Rub four ounces of butter into seven pounds of flour; wet up with one quart of milk, warm, one pint of warm water, four yolks of eggs, and half a pint of good thick yeast; but if you are obliged to take more yeast, leave out some of the water, or you will make them too poor: let your dough lie about ten or twenty minutes; mould them up round, about half or three quarters of a pound each; place them on your tins, about two inches from each other, and put them in a warm place, and prove them well. Bake in a good steady heat, and melt a little butter to wash them with when they are done.
Melt one pound of butter a little, in a preserving pan, and then work it with the hands to the thickness of cream; put to it one pound of fine loaf sugar, well sifted, and beat it up for a minute or two; add eight eggs, and two spoonfuls of water; beat it up for two minutes, and add twenty ounces of flour, and a handful of currants; mix it well together; put them in small round tins, bake them in a hot oven, and in about five minutes give the tins a smart tap, and the cakes will fall out.
Prepare your mixture the same as for poundcakes, but add about two ounces more of flour, one pound and a-half of currants; drop them on whited-brown paper, in drops about the size of a large nutmeg, about two inches from each other; put your sheets on tins, and bake them in a steady oven.

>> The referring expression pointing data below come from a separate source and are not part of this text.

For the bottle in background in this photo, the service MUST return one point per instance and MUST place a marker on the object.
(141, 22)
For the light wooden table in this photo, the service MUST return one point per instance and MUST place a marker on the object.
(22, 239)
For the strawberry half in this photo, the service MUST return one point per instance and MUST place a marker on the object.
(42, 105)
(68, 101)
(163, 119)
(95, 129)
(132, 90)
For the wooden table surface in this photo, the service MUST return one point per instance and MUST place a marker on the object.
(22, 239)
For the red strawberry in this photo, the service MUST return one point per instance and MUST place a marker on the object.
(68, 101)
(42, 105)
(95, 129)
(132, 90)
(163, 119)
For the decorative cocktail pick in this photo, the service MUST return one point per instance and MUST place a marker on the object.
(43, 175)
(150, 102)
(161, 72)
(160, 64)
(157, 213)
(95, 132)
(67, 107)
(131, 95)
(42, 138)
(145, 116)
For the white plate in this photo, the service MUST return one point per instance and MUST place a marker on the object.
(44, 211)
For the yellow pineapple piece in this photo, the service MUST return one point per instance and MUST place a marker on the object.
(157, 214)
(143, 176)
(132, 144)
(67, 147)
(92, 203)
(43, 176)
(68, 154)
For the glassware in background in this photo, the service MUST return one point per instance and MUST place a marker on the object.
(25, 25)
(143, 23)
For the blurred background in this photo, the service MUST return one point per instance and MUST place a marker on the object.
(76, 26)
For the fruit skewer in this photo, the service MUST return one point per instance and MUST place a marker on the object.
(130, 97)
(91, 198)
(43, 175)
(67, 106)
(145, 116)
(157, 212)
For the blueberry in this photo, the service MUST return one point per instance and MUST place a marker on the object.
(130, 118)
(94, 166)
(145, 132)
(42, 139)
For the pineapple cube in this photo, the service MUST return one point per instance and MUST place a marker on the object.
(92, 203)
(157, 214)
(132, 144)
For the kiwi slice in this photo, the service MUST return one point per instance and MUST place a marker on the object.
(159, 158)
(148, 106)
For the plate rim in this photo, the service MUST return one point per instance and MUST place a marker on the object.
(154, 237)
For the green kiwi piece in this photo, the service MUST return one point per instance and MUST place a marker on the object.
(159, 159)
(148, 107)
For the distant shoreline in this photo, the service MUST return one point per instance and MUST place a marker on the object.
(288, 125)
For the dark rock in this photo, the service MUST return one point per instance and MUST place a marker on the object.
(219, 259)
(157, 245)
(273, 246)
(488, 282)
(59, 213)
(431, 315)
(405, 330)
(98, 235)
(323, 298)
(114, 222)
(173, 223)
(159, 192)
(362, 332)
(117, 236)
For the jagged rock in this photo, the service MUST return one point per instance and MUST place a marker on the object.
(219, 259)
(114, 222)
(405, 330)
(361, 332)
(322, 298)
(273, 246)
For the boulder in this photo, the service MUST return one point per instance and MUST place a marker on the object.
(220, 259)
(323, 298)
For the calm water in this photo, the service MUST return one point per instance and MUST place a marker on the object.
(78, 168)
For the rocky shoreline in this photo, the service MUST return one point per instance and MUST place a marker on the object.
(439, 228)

Take one pound of sweet almonds, boil them and skin them; then take one pound of loaf sugar, - pound both in a mortar, and get as much as you can through a sieve; put the rest into a mortar again, with four yolks of eggs, and the rind of a nice lemon; pound it very fine, and put in what has passed through your sieve, and mix it all together; cut them in blocks, or make them in any shape you please. Sprinkle them lightly with a little water; sift sugar over them, and put them on tins that have been rubbed with a bit of butter. See that they have room, so as not to touch each other; bake them in a rather brisk oven till they are lightly coloured over. If you see them coloured too deep at the bottom, put cold tins over them.
To one pound of raspberry jam put one pound of loaf sugar, powdered, and sifted fine; mix it well together, and have a ring made of tin, with a handle on the side of it, about the size of a penny-piece; place the ring on a sheet of paper; fill it with the jam, and move your ring, and the cake will remain; do the same till the whole is done. Make the tops smooth with your knife as you fill them; then put them in a warm place to dry, till they get a little set; then take the crooked end of the handle of a spoon, and make five or six marks on the top of each cake. Set them to dry again, till they are fit to be removed; then take them off with the point of a knife; have a box prepared to put them in, and lay slips of paper between every layer of cakes.